O objetivo é calar o povo, calar a internet. Antes, através dos links, a internet falava, enquanto voz das pessoas. Agora quem fala são as poucas mega-empresas através dos seus porta-vozes artificiais.

A Meta anunciou agora que nas suas redes sociais eles vão começar a promover ativamente influencers artificiais. São movimentos para gradualmente ocupar todos os espaços da internet onde antes se via a voz das pessoas.

Quando falei dessa notícia da Meta com minha família, a reação foi de espanto. Mas essas notícias só chocam quando são novidade. Depois as pessoas baixam a cabeça e aceitam. Quando o Google começou a botar mentiras no topo das páginas de resultados todo mundo achou chocante. Hoje todo mundo baixa a cabeça, dá de ombros e usa mesmo assim, dizendo “é a vida”. Hoje mesmo vi um screenshot do Google dizendo que 1,378 polegadas é o mesmo que 1¼ polegadas (só para relembrar, 1¼ é 1,25).

Esses tempos vi um YouTuber dizendo que calculou as medidas de um móvel no ChatGPT e depois teve que jogar fora as tábuas porque foram cortadas errado. Imagine quantas vezes por dia, com milhões de pessoas usando o ChatGPT para buscar informação, coisas desse tipo não acontecem. Imagine quais coisas mais sérias do que um móvel estragado podem estar sendo vítimas de desinformação.

A IA, tal como essas empresas promovem, não é “só mais uma ferramenta, que como todas pode ser usada para o bem ou para o mal”, contra-argumento que sempre ouvimos. Os algoritmos de machine learning que viabilizam esses produtos são sim as ferramentas neutras. Eles têm inúmeras aplicações excelentes e benéficas para a humanidade. Já esses produtos — ChatGPT, Google Gemini, Grok, etc. — são projetados, com bilhões de dólares por trás, com objetivos bem específicos e donos que têm projetos políticos cada vez mais explícitos.

Assim, dá pra entender a raiva do Elon Musk contra a Wikipedia, que é um dos últimos sites grandes da internet que preza por tentar coletar informação real e não lixo de IA. Musk tem uma visão de mundo clara: uma visão controlada pelo poder econômico (dele próprio, claro), com desprezo pela democracia e por outros povos, e sustentado por ligações corruptas entre o estado e o interesse privado, ao mesmo tempo que brada sobre a grandeza do país. Deixo aos leitores o exercício de dar um nome a essa ideologia.
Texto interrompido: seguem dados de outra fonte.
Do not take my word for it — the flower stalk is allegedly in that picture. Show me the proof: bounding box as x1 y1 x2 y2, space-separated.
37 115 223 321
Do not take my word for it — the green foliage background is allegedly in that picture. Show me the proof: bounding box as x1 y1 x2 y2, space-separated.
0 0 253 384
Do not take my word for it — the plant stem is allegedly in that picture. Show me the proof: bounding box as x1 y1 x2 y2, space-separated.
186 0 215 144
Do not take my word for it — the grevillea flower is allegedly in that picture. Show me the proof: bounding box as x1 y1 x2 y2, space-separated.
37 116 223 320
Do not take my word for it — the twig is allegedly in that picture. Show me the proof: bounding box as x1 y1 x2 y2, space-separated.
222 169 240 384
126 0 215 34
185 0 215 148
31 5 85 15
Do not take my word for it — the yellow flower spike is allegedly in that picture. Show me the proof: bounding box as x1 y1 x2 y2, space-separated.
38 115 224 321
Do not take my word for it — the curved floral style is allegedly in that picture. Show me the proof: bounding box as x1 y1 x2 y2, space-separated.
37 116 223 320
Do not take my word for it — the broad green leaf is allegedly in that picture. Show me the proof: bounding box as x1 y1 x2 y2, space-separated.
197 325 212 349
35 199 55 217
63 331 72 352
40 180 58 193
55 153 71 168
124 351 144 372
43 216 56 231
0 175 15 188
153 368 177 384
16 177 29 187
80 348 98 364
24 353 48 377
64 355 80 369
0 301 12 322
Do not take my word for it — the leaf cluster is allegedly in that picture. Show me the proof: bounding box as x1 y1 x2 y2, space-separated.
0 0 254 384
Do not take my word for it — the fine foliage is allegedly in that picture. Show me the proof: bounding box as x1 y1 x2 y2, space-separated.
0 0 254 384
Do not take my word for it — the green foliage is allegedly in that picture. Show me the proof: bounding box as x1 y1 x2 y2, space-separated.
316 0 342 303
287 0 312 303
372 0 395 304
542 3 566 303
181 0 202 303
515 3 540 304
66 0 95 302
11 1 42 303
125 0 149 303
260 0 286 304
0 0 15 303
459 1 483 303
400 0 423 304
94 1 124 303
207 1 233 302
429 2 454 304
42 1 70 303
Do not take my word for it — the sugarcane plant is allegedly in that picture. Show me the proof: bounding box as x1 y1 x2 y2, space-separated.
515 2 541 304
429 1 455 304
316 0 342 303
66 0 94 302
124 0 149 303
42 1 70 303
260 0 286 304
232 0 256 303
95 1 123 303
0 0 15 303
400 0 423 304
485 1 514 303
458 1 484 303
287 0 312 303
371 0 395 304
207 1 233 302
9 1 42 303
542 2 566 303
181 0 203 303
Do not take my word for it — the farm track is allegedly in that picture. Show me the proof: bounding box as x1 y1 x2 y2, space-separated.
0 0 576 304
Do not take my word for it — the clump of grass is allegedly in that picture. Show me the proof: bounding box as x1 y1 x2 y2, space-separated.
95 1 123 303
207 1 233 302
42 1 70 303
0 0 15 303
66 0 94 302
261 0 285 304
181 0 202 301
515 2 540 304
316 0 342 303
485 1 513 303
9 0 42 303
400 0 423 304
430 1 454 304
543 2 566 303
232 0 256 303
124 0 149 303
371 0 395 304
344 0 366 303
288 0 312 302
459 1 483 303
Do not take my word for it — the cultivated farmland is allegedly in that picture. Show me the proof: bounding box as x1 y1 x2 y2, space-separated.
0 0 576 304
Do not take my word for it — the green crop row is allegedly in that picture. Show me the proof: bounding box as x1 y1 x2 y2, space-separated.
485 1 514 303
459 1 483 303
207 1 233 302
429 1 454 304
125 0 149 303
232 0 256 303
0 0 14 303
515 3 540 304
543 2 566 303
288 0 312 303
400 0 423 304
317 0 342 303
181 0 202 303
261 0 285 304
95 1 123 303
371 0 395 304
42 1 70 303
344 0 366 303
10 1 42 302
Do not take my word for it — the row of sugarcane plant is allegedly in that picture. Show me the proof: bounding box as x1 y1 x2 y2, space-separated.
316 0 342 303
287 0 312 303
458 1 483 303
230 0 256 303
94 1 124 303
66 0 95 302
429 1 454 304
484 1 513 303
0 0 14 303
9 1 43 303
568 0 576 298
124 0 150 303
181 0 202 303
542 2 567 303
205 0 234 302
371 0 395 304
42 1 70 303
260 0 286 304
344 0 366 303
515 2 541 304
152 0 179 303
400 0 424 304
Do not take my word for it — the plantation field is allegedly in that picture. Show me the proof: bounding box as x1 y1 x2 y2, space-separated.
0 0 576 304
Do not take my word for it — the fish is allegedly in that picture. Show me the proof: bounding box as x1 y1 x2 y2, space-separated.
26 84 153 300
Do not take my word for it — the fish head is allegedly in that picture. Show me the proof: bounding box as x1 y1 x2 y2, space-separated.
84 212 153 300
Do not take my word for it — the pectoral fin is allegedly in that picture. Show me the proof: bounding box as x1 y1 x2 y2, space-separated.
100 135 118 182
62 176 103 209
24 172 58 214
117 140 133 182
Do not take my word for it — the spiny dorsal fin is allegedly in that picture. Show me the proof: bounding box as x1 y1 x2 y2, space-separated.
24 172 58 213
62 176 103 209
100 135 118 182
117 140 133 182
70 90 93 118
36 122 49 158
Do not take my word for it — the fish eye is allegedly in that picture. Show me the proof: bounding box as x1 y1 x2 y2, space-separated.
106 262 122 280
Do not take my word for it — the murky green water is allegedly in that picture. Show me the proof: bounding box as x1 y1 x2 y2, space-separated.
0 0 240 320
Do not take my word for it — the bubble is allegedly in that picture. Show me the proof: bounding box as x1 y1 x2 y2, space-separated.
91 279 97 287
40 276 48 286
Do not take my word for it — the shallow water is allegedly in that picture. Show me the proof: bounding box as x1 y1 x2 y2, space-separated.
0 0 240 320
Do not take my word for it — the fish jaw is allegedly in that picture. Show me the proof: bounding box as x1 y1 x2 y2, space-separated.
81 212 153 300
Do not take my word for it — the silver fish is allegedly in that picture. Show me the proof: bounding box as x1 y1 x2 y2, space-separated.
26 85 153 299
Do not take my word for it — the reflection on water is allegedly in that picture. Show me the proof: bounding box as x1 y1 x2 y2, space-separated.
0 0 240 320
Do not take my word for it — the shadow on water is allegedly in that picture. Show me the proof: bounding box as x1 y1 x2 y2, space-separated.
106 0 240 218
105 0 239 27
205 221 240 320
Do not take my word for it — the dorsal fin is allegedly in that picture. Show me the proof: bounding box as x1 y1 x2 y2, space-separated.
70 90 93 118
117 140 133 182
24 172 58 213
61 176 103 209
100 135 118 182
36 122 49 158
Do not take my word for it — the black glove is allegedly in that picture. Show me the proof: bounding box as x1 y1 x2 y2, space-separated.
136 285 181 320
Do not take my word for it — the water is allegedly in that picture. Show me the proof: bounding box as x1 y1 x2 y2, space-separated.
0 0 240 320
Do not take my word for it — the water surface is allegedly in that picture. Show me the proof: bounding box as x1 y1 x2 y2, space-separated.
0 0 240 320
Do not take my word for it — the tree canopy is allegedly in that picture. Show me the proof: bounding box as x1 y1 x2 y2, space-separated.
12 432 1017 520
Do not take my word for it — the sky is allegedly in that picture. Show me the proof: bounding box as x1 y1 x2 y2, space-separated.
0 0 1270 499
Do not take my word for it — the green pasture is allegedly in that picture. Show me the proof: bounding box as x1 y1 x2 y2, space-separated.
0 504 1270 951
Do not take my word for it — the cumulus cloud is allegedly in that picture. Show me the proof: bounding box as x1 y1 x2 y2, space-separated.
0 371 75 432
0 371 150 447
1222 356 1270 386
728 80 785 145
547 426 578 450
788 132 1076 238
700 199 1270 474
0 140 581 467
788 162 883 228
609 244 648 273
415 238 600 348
A sua tática de chamar tudo o que é contra a visão de mundo dele de “woke” funciona com muita gente, apelando à insegurança das pessoas quanto a um mundo em constante mudança.

Mas isso é uma cortina de fumaça. O que incomoda é o fato de que, no meio de uma tela cheia de informações falsas e links patrocinados como na imagem acima, ainda existe frequentemente perto do topo o link para a Wikipedia, um site é que produzido por um coletivo de seres humanos, dedicados a coletar e redistribuir seu conhecimento, de forma aberta e gratuita. Que são dedicados a revisar e corrigir seus erros, e buscar algo que sirva como uma representação da realidade à nossa volta. Não era esse afinal o o ideal das ciências, tanto exatas como humanas?

É sobre a disseminação da informação chegar a todos, e não sobre um mundo controlado por alguém que acha que pra atender a seus interesses econômicos pode nos derrubar a hora que quiser.